The competition is divided into foil, saber and epee weapon classes with three fencers in each division. Each team member fences all three opponents in his weapon in a first-to-five points battle. Fencers score points by stabbing or slashing an opponent’s target area with their swords — in saber and foil, this is the upper body, while in epee, the entire body is game. The team with the most wins out of the 27 resulting matches wins.

Team member Chris Sinay ’06, who placed 49th in individual competition at the Nov. 15 Penn State Open, said NYU should pose a challenge tomorrow.

“If your school is in a big city, then you have access to awesome fencers,” Sinay said. “There are better fencing clubs in the big cities.”

Captain James Rohrbach ’05 said the match against NYU is crucial as it will set the tone for the season.

“It is important for us to see how we do against NYU,” Rohrbach said. “Now, everything means something.”

The Bulldogs have already had a chance to see where they stand with their appearance at the Penn State Open. Although the schools Yale faced were not in the Elis’ conference, the tournament offered good experience. Rohrbach said most of the fencers that will start Tuesday competed at the Open.

“The event was a really good tune up for us,” Rohrbach said. “It showed us how the guys we are really counting on are doing.”

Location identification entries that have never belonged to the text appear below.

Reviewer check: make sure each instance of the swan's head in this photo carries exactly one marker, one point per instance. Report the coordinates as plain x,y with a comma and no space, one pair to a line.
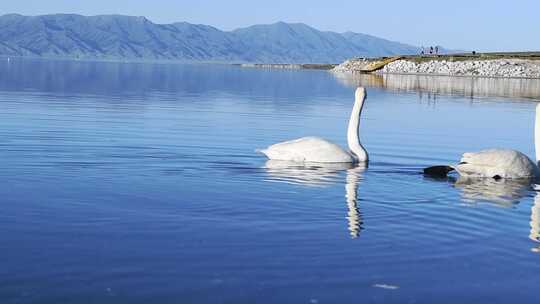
360,94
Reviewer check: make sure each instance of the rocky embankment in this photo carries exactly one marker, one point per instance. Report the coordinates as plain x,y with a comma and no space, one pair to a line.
485,68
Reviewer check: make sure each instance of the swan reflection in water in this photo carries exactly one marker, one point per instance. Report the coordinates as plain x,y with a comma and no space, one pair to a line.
535,220
505,193
321,175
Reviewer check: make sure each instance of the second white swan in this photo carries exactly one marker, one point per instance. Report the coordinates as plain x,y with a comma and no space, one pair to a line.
315,149
496,163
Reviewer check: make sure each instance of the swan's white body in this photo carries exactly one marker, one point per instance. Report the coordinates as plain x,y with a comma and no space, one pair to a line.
318,150
501,163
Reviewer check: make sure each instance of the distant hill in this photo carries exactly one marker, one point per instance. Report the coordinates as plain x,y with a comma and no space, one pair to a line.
137,38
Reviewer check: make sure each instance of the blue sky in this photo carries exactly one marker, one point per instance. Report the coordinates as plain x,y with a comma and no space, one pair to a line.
458,24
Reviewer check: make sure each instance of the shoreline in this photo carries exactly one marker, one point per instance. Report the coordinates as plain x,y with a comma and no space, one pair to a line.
498,65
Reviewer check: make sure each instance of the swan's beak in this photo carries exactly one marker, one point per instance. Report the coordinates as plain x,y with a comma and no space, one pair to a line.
360,93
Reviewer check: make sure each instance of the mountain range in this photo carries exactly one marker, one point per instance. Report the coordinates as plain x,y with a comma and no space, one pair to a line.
137,38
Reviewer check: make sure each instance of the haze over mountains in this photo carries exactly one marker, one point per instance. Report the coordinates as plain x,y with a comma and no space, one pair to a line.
137,38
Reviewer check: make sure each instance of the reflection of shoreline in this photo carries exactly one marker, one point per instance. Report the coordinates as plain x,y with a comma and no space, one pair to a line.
447,85
323,175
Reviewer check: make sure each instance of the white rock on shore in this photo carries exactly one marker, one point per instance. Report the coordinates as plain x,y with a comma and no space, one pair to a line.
486,68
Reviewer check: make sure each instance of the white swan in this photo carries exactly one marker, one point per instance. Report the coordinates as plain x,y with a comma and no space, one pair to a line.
496,163
315,149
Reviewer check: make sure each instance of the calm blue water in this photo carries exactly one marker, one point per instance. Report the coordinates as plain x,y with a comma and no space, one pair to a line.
139,183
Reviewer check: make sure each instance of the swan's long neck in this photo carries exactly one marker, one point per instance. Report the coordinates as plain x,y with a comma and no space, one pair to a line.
537,134
353,139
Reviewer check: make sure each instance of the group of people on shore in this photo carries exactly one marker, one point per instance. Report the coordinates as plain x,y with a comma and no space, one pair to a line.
432,51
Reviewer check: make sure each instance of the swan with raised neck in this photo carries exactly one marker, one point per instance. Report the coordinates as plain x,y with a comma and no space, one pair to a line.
316,149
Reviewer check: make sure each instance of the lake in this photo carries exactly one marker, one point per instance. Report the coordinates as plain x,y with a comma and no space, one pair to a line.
139,183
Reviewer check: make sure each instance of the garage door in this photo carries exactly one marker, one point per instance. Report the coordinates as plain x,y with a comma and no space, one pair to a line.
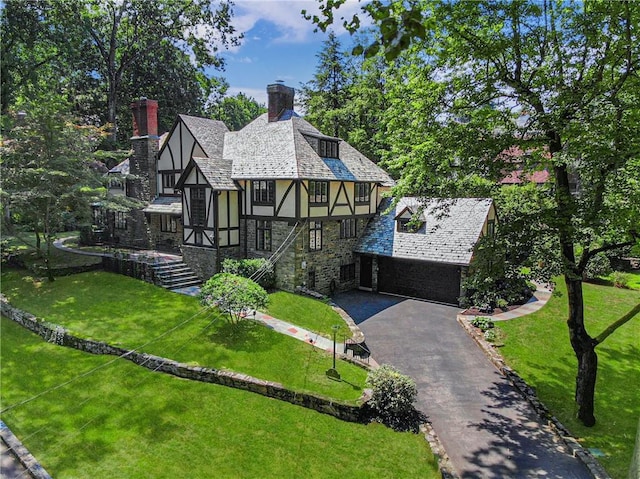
419,279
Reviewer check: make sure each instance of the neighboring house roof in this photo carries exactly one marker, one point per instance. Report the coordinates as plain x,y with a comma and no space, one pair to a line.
121,168
216,171
450,230
280,150
168,205
208,133
518,177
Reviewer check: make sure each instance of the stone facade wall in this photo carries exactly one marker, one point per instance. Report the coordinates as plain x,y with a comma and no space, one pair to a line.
326,262
204,261
165,240
58,335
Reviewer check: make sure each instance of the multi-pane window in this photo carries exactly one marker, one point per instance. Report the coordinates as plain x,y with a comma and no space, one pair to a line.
168,224
168,180
263,235
263,192
362,193
315,235
348,272
491,228
198,207
198,237
328,148
348,228
405,225
318,192
120,220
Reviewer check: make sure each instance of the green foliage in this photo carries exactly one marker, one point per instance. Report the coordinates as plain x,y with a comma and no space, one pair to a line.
620,279
112,436
104,306
393,396
49,179
260,270
236,111
235,295
536,347
598,266
483,323
308,313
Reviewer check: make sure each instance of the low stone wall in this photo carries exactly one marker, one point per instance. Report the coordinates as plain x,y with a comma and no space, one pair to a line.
58,335
595,468
130,267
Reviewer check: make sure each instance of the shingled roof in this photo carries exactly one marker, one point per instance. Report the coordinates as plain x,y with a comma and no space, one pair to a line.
208,133
281,150
449,232
216,171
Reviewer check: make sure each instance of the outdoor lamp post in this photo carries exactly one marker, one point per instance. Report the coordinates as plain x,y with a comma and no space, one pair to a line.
333,372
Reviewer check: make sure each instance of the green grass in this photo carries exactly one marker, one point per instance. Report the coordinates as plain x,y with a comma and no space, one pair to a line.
125,421
129,313
538,347
25,247
307,313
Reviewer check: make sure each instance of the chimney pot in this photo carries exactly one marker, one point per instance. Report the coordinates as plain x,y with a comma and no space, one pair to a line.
145,117
280,99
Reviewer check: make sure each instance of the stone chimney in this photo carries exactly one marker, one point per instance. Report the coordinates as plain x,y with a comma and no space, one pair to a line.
145,117
142,166
280,98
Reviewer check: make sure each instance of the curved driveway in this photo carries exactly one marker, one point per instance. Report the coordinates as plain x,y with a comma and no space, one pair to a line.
485,425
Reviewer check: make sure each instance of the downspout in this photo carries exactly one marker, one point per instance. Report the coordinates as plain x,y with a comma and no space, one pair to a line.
216,229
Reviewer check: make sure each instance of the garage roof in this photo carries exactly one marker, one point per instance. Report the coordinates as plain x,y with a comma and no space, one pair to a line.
449,230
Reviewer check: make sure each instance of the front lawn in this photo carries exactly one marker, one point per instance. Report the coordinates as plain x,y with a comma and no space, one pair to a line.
307,313
537,346
116,420
25,247
130,313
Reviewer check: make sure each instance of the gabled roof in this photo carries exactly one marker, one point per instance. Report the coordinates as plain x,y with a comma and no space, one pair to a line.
121,168
216,171
451,229
168,205
280,150
208,133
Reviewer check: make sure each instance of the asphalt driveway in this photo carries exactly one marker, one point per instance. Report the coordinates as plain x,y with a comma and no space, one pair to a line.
486,427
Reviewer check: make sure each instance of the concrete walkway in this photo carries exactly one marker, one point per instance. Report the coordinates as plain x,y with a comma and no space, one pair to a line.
486,426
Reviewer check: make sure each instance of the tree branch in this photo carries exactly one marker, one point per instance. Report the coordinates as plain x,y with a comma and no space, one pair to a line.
612,327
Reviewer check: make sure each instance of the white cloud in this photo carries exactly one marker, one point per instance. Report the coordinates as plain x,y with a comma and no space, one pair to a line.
285,15
259,95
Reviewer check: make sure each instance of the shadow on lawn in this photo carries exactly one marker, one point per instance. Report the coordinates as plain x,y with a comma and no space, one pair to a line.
246,335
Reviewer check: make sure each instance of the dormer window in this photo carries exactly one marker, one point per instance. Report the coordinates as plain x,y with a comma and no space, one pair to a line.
328,148
405,222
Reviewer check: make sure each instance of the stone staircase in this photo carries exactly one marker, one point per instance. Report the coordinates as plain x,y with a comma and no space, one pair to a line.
175,275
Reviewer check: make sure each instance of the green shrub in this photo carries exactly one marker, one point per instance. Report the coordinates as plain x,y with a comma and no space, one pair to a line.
620,279
482,322
260,270
393,395
490,335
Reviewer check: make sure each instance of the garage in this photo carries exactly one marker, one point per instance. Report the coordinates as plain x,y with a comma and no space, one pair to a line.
419,279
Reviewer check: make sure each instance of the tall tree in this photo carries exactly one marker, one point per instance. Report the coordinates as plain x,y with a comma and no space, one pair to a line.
47,170
325,97
559,80
236,111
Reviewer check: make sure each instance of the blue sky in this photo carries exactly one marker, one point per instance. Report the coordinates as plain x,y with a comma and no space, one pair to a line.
279,44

The Bulldogs will be relying on Cory Werk ’06, among others. Hailing from Europaschule Bornheim High School in Germany, Werk placed second last year at the Nationals in foil and led the Elis to a 13th place overall finish out of 32. More recently, Werk placed third at the Penn State Open.

Rohrbach said one of the areas marked for improvement this season is the team atmosphere.

“More important than even just winning is fencing at the level that we are capable of,” he said. “Within the squad, we need to get within the mindset of being in a higher level of competition. We need to make it so that at every day at practice we’re fencing like we’re at a competition.”

To increase energy and intensity at practice, the Bulldogs have tried to simulate bouts against upcoming opponents. In preparation for their match Tuesday the Elis have been practicing countering the point-in-line maneuver in saber, a favorite of NYU swordsmen, Sinay said.

Another area of focus for the Bulldogs is physical conditioning. Before the official start of the season on Oct. 15, Rohrbach ran captain’s practices geared towards getting the team in shape.

“We tried to get people in shape so when we get into the fencing room we have a good conditioning base,” Rohrbach said.

The Bulldogs are hopeful of a successful season. The league hierarchy has been jostled with the return of some collegiate fencers from Olympic campaigns.

“Who knows what could happen,” Sinay said.

Rohrbach, meanwhile, is more concerned with where the team stands in terms of technical skill and conditioning.

“I won’t be happy if we win and don’t look good,” he said.